Orders were issued and presented for her immediate return. Without option or delay that night, Dolores was taken by military police and put on board a military plane to be returned to her family in Hawai’i.

Hallmarks of the journey

Lujan’s account is of wartime childhood denied gaiety, and the overcoming strength drawn from strong familial bonds, faith and courage. Her witness of wartime illness, starvation and death left wounds and scars that took years to heal.

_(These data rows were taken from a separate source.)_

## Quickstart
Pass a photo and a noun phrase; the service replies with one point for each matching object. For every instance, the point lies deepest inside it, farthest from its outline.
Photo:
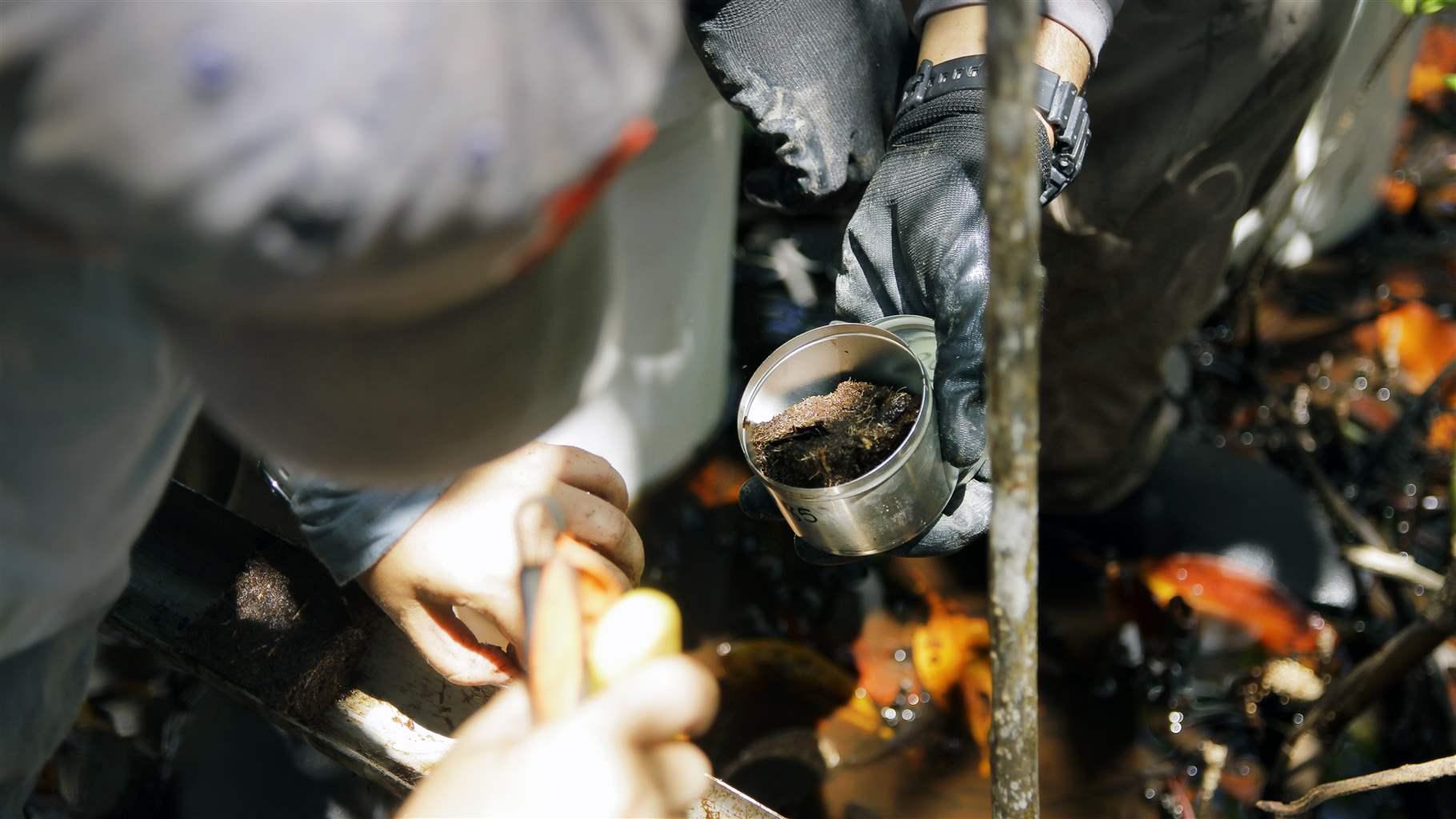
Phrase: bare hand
(618, 755)
(463, 553)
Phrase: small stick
(1402, 776)
(1012, 380)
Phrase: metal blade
(726, 802)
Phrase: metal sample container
(900, 497)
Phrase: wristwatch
(1058, 99)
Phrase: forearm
(350, 529)
(962, 32)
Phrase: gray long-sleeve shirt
(314, 214)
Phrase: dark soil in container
(832, 440)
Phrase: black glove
(918, 245)
(818, 78)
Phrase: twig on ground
(1402, 776)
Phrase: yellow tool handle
(642, 625)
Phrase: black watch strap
(1058, 99)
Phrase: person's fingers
(756, 502)
(502, 721)
(449, 646)
(680, 770)
(658, 701)
(584, 470)
(603, 527)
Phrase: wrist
(962, 82)
(962, 32)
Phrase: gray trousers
(1196, 106)
(41, 689)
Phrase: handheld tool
(626, 629)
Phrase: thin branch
(1402, 776)
(1398, 566)
(1014, 371)
(1333, 499)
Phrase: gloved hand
(918, 243)
(818, 78)
(619, 754)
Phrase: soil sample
(832, 440)
(294, 648)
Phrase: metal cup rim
(882, 472)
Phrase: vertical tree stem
(1014, 329)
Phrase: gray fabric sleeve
(351, 529)
(1088, 19)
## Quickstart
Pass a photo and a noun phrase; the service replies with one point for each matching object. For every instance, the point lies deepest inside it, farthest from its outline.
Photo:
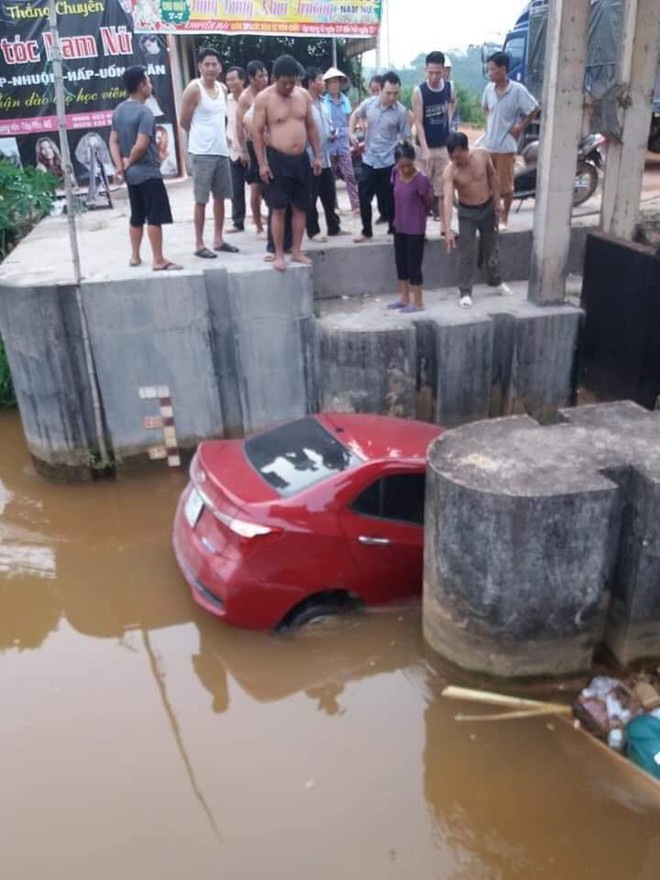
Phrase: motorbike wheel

People died along the march and no one was permitted to stop or bury them. Older people fell behind, sick, too weak to go on. It was so sad, babies crying, and no one spoke. I was always afraid and had nightmares for years after. If I could recount the hallmarks of my journey to postwar healing and recovery from this experience, I would highlight:

  • My childhood doll, which my mother always kept and carried for me to Talo’fo’fo and Manenggon. 
  • My grandfather, who took care of us throughout the war and kept us together in daily prayer. 
  • The night when the Americans returned my brother John to our family.
  • Hot cocoa, biscuits and American chocolate bars, which the US Marines served every morning, after securing Manenggon. 
  • The day in 1944 when my uncle, Captain Carlos Taitano, US Army, returned to Guam and built a decent home for our large family in Agana Heights.
  • My husband Peling, who helped me heal with our eight children in the years which followed.
  • And my 2010 journey to Japan, when I accompanied my daughter Sonja to the Kashiwa Festival, and met the mayor and wonderful people of Kashiwa, Japan, for the first time. This visit marked forgiveness and a restful peace in my heart over my wartime experience.

Talo’fo’fo and Manenggon must never be forgotten and God’s faithfulness retold for future generations, so that war may never be repeated.

Editor’s note: Reprinted and adapted, with permission, from Guam War Survivors Memorial Foundation by Jovyna Lujan.